Eu égard à la nature de la demande, Madame [O] [I] supportera les dépens de l’instance.
L’équité et les situations économiques respectives des parties commandent de ne pas faire application de l’article 700 du code de procédure civile et de débouter Monsieur [D] [H] et Madame [R] [J] épouse [H], ayant pour mandataire de gestion, la société CITYA [Localité 6] IMMOBILIER de leur demande à ce titre.

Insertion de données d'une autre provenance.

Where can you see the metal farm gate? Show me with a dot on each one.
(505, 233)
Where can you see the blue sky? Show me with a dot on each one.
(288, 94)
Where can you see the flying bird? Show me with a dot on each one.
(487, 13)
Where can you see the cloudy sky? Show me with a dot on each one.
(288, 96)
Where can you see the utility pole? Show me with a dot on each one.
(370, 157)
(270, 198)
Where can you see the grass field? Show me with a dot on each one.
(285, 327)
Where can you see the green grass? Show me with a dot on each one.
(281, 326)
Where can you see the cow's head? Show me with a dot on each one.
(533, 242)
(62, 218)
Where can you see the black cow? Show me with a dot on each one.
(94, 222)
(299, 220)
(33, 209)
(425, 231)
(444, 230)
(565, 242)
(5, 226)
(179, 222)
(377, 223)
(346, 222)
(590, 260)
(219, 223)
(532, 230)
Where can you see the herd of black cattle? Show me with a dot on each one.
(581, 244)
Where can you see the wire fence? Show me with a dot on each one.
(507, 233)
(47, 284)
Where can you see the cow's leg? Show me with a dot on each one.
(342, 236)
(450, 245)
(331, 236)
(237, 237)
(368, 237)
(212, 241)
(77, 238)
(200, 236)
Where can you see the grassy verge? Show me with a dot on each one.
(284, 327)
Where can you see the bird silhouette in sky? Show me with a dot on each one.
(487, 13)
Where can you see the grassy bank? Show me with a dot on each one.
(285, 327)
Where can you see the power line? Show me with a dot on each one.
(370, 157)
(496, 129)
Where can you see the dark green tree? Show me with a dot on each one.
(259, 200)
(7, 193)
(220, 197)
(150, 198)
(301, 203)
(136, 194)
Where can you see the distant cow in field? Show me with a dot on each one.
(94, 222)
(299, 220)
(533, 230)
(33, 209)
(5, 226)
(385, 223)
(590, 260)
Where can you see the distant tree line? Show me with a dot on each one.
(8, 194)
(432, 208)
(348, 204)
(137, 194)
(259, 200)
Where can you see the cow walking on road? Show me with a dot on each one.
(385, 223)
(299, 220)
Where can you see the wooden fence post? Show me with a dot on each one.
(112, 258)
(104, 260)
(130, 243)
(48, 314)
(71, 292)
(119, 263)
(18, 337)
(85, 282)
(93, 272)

Il sera rappelé que la présente décision est exécutoire par provision de plein droit.
PAR CES MOTIFS
Le juge de l’exécution, statuant publiquement par jugement mis à disposition au greffe, contradictoire et en premier ressort,
Accorde à Madame [O] [I] un délai de deux mois à compter du prononcé du présent jugement soit jusqu’au 1er juin 2025 pour quitter le logement qu’elle occupe au [Adresse 2] ;
Dit que ces délais sont conditionnés, à compter de la notification régulière, ou le cas échéant de la signification de la présente décision, au paiement à sa date d’exigibilité de l’indemnité d’occupation mensuelle mise à la charge de l’occupant par jugement du juge des contentieux de la protection en date du 25 novembre 2024 et qu’en cas de retard, même partiel de paiement, le bailleur pourra reprendre la procédure d’expulsion sans autre formalité dans les formes et conditions prévues par la loi ;
Rejette la demande formée par Monsieur [D] [H] et Madame [R] [J] épouse [H], ayant pour mandataire de gestion, la société CITYA [Localité 6] IMMOBILIER, au titre des dispositions de l’article 700 du code de procédure civile ;
Condamne Madame [O] [I] aux dépens de l’instance ;
Rappelle le caractère exécutoire par provision de plein droit de la présente décision, par application des dispositions de l’article R 121-21 du code des procédures civiles d’exécution.
En foi de quoi, le présent jugement a été signé aux jour et lieu susdits par le greffier et le juge de l’exécution.